First of all, the July/August issue of Poetry had a glow-in-the-dark cover. How cool was that? Not enough glow-in-the-dark publications, in my opinion. Three favorites from the issue, full of translations:
That is the example that snails offer us: saints who make masterpieces of their lives, works of art of their own perfection. They secrete form. Nothing outside themselves, their necessity, or their needs is their work. Nothing is out of proportion with their physical being. Nothing that is unnecessary or obligatory.
- “Snails” by Francis Ponge, translated from French.
- “The Moonlight” by Noah Buchholz, translated from American Sign Language.

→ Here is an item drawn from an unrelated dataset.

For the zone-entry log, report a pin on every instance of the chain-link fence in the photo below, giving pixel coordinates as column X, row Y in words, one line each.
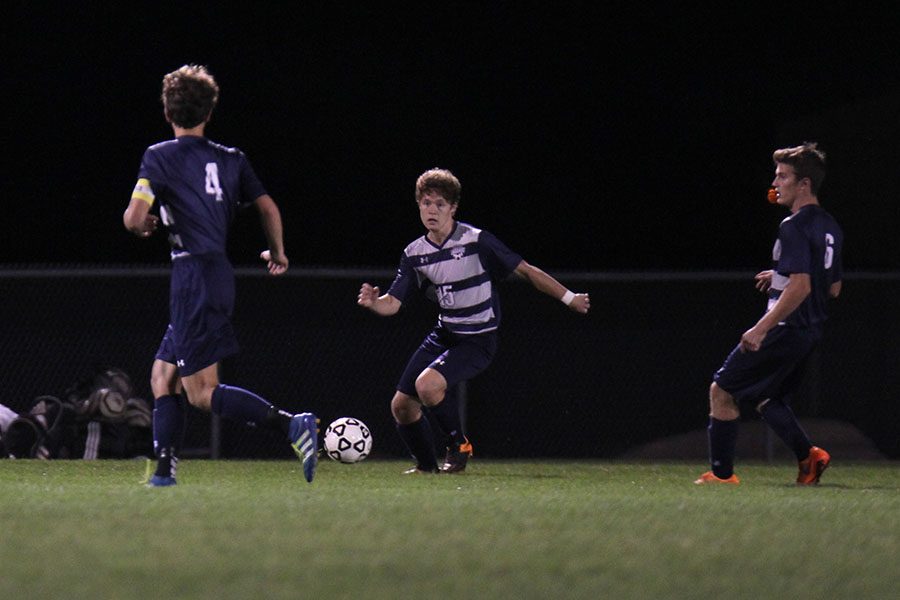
column 562, row 385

- “Charaxos and Larichos” by Sappho, translated from Greek.
And over in The New Yorker, part of a (successful!) catch-up mission this summer, Rita Dove’s “Found Sonnet: The Wig” finds great narrative life in the ordinary (which of course is life). I also loved Rebecca Hazelton’s “Letter to the Editor,” which will warm your heart too if you’ve read enough reader letters.
I do not think you cannot have meant I assume it’s in error
it comes to my attention it rises from the muck it sways
elephantine in a Gulf Stream breeze you surely meant
other you must have encountered others you are much
mistaken in this and in all other circumstances I assume
it’s in error I cannot think you mean to suggest it comes
from a childhood spent waiting for someone to notice
Meanwhile, at work, poet Aimee Nezhukumatahil visited, and it was great. (One of her poems showed up in the blog in January.) Her cousin turns out to be one of our marketing leads. (Hooray!) I got a copy of Nezhukumatahil’s Lucky Fish at the work reading and couldn’t put it down. A favorite — one of many — from the collection was “At Hundred Islands National Park, I Count Only One Island.” You should pick up her work, seriously. It will light up your day.
Last but not least: My parents gave me Seamus Heaney’s translation of Aeneid Book VI, the one I mentioned the other week, for my birthday. How good? One sitting. That good. Heaney was a magician. I wish he could have done the entire book. The translation is a love letter to Latin-class translation, and every line comes alive in a way you wish your school self had been able to accomplish. The epic is epic. When Aeneas visits the Sibyl to find his way to the underworld is just one moment of many:
Thus from her innermost shine the Sibyl of Cumae
Chanted menacing riddles and made the cave echo
With sayings where truths and enigmas were twined
Inextricably, while Apollo reined in her spasms
And curbed her, or sank the spurs in her ribs.